Just remember, there’s nothing quite like crafting your own workbench, and when a friend or family member asks if “You built that workbench”? Followed up with “It’s simply amazing”! There’s nothing quite like that pride of accomplishment that you will surely feel.

Happy Woodworking from Lake Erie Toolworks

Lake Erie Toolworks – Modified Nicholson English Workbench Idea

Our latest Workbench Idea comes from Tom M. from The Woodlands, Texas who has built a modified Nicholson English Workbench with a leg vise.  This juggernaut weighs in at around 300 pounds and is solid as a rock.  Tom also shows us the various major steps of construction that he used to build this monster bench from planing & joinery of the various wood components through glue-up and final assembly.  Enjoy!

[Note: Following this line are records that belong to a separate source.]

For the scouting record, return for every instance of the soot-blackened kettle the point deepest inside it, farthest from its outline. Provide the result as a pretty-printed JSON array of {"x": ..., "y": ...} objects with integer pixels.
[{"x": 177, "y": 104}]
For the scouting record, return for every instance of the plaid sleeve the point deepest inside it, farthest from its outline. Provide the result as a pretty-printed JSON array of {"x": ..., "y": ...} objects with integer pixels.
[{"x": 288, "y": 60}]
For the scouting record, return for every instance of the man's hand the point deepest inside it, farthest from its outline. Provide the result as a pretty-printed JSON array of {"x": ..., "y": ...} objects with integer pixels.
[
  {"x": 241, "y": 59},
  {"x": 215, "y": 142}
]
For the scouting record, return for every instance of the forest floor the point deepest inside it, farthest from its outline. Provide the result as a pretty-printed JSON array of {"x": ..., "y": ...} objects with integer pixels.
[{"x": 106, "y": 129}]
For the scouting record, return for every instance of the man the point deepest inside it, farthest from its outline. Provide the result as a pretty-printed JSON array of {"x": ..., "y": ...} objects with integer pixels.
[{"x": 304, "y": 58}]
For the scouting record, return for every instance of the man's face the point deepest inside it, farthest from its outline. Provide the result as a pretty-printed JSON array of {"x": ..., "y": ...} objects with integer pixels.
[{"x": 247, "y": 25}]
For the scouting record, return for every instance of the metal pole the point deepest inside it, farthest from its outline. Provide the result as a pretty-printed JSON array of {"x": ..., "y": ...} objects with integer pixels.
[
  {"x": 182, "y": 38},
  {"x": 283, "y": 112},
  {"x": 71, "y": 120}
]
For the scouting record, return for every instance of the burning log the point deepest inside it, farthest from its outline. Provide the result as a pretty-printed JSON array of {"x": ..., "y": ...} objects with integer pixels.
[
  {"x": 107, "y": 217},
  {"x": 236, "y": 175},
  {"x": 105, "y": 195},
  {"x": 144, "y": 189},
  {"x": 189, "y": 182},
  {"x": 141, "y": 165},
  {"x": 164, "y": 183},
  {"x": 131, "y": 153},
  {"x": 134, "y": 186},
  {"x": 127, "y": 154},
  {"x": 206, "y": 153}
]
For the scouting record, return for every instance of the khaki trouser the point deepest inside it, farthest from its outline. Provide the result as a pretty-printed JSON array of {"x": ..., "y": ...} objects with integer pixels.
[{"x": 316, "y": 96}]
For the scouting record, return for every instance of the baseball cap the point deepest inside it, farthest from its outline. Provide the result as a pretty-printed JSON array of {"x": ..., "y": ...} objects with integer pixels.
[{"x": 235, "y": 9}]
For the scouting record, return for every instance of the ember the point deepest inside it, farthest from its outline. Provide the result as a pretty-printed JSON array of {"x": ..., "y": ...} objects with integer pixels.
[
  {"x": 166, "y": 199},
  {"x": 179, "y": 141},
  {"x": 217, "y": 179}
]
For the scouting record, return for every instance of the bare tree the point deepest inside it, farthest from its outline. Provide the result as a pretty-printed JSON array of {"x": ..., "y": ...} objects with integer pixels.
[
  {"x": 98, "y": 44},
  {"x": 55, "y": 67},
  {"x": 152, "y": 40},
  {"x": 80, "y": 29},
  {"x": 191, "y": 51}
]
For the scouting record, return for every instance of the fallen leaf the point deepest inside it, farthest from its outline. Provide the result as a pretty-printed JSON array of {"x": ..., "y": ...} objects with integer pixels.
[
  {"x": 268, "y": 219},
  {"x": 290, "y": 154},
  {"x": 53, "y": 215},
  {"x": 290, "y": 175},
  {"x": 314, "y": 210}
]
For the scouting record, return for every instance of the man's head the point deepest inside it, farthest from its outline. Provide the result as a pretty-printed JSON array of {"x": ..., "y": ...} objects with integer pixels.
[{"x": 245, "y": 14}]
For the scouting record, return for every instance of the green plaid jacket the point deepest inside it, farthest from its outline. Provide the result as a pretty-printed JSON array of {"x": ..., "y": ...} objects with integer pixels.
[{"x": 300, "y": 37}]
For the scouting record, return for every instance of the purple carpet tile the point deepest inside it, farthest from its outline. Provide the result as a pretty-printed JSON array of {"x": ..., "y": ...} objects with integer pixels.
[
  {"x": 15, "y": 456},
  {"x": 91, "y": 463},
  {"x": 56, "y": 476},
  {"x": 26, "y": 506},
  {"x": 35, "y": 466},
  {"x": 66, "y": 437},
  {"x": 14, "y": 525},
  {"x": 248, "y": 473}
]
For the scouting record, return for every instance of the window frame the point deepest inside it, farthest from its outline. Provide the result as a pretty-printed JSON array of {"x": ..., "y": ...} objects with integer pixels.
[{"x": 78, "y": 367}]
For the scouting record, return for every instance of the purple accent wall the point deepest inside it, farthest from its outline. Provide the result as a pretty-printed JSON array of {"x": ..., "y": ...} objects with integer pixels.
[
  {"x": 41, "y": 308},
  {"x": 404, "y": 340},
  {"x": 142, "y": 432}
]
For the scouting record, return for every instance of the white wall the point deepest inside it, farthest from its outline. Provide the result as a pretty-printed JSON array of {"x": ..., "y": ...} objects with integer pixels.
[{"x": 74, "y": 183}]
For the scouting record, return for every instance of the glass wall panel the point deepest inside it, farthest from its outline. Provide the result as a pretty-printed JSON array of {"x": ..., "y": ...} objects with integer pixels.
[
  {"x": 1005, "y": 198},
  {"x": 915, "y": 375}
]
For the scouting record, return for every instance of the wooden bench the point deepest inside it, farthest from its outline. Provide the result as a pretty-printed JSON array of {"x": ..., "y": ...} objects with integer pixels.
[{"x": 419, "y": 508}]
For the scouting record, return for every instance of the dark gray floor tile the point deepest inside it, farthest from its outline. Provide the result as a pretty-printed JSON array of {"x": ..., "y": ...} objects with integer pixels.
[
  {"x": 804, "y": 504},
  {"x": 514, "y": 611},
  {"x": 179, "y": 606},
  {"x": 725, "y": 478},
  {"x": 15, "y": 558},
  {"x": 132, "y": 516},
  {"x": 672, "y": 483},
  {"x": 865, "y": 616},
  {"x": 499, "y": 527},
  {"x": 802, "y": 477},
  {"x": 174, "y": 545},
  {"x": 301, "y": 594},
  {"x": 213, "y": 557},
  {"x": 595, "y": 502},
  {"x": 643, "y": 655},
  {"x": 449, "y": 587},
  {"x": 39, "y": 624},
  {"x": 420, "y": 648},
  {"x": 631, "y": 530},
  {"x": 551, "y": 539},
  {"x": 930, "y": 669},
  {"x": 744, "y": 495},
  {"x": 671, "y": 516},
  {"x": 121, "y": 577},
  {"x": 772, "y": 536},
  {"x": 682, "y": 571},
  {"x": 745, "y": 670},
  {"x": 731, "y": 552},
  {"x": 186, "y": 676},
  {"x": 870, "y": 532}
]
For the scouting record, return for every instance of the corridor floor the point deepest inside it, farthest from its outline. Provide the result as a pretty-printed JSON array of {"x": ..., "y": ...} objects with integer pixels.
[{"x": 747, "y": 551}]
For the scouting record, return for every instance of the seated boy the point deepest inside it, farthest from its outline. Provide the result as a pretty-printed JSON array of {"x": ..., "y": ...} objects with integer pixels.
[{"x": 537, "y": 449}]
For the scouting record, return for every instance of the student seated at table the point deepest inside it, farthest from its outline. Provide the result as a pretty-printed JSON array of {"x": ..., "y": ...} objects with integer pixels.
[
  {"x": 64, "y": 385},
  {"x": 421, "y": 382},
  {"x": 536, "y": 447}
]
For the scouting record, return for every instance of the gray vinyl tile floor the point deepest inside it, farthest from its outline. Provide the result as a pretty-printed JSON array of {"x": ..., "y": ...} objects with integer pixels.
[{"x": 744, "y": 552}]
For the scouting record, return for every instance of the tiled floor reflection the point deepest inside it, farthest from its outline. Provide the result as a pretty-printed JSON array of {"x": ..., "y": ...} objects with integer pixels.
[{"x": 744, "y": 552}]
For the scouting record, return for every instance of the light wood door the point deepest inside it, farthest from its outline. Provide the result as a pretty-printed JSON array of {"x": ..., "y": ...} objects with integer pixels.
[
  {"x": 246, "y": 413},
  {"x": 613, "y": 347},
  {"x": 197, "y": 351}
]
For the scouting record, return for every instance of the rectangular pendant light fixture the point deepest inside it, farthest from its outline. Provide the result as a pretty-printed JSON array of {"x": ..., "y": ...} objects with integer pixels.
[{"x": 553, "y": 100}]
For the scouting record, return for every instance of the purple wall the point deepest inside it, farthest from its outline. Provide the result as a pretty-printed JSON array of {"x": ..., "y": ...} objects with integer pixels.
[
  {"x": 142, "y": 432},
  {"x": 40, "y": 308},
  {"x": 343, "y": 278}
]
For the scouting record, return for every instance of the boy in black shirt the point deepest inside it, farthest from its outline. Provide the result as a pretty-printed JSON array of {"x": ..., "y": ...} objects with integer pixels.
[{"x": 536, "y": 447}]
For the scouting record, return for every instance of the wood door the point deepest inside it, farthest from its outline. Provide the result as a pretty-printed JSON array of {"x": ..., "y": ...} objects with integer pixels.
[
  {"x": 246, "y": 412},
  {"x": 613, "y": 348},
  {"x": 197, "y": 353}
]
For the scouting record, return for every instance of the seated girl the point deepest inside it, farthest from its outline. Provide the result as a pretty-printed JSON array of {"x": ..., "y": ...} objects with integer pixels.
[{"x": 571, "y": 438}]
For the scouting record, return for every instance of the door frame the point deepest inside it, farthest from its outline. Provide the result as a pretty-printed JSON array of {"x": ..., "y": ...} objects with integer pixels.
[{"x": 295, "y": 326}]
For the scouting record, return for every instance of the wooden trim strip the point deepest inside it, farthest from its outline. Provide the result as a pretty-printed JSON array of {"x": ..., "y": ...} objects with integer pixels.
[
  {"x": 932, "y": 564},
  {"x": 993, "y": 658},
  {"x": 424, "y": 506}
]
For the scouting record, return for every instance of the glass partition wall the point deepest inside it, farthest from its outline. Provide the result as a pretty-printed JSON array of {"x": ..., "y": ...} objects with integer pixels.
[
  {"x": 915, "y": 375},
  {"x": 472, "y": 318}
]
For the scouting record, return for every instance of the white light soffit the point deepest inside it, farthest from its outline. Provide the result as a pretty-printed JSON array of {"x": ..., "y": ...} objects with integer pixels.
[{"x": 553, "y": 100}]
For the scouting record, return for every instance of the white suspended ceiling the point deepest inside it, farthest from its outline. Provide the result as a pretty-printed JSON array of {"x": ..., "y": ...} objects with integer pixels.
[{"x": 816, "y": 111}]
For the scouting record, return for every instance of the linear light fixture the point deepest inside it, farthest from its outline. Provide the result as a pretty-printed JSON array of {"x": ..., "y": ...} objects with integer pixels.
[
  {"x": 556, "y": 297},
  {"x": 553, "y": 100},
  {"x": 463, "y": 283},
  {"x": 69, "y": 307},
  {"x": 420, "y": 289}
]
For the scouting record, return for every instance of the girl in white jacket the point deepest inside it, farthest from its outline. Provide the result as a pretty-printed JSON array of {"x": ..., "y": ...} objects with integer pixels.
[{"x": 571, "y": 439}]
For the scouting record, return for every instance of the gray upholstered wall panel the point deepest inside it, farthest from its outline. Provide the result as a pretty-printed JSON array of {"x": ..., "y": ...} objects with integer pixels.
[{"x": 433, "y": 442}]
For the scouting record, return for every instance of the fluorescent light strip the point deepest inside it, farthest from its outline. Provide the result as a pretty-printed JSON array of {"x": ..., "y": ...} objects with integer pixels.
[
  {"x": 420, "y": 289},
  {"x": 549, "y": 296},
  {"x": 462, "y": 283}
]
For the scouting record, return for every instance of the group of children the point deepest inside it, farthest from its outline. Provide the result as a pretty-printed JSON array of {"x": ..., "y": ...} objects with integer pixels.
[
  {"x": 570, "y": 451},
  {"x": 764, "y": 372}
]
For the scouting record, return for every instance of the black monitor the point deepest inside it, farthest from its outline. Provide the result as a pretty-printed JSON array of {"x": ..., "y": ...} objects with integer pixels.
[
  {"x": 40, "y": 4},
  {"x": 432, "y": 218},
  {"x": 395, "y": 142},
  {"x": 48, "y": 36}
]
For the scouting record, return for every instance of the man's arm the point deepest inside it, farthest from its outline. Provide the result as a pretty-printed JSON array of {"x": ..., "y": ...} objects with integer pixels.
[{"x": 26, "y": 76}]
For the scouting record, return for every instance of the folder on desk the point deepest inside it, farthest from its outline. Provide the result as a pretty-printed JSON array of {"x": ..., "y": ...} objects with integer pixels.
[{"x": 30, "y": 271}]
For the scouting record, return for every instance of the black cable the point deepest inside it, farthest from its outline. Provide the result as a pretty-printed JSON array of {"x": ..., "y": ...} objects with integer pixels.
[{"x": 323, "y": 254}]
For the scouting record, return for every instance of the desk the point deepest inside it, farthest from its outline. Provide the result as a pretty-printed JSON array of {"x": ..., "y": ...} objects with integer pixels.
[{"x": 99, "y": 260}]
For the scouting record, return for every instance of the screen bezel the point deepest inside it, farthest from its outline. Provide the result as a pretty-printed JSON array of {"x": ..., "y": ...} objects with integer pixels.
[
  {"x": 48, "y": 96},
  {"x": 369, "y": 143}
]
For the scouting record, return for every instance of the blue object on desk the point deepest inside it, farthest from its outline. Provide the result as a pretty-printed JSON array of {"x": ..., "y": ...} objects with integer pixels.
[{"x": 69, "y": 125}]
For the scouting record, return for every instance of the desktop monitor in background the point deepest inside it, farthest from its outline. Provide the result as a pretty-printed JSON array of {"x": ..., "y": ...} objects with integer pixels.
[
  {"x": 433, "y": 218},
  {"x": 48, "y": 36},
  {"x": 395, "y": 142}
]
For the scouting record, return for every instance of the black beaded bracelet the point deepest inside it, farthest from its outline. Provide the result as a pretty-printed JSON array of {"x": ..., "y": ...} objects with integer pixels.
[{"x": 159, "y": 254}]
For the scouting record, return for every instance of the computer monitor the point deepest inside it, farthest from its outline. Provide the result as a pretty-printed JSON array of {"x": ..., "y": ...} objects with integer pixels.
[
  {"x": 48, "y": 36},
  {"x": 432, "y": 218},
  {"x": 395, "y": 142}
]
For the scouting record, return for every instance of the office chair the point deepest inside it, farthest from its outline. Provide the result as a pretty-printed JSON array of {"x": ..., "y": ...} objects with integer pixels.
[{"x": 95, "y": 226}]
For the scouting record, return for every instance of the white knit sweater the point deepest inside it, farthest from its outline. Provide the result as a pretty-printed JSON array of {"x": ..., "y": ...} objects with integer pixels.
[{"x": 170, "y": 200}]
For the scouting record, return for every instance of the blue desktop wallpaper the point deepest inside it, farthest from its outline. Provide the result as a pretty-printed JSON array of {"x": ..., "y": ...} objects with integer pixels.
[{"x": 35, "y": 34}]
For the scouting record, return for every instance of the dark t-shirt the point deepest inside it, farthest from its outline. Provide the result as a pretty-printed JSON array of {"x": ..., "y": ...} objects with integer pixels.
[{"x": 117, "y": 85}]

Lake Erie Toolworks, English Workbench, Nicholson Workbench, Leg Vise, Wood Vise,

Lake Erie Toolworks, English Workbench, Nicholson Workbench, Leg Vise, Wood Vise,

Lake Erie Toolworks, English Workbench, Nicholson Workbench, Leg Vise, Wood Vise,

Lake Erie Toolworks, English Workbench, Nicholson Workbench, Leg Vise, Wood Vise,

Lake Erie Toolworks, English Workbench, Nicholson Workbench, Leg Vise, Wood Vise,

Lake Erie Toolworks, English Workbench, Nicholson Workbench, Leg Vise, Wood Vise,

Lake Erie Toolworks, English Workbench, Nicholson Workbench, Leg Vise, Wood Vise,

Lake Erie Toolworks, English Workbench, Nicholson Workbench, Leg Vise, Wood Vise,

Lake Erie Toolworks, English Workbench, Nicholson Workbench, Leg Vise, Wood Vise,

Lake Erie Toolworks, English Workbench, Nicholson Workbench, Leg Vise, Wood Vise,

This design was inspired by Paul Sellers on YouTube.  My version is a bit bigger.  I built is using hand tools only – just to see if I could.

The wood materials are Southern Yellow pine construction lumber purchased from Lowes.

The bench is sealed with boiled linseed oil, weighs about 300 pounds and is as solid as a rock.  I think it will last.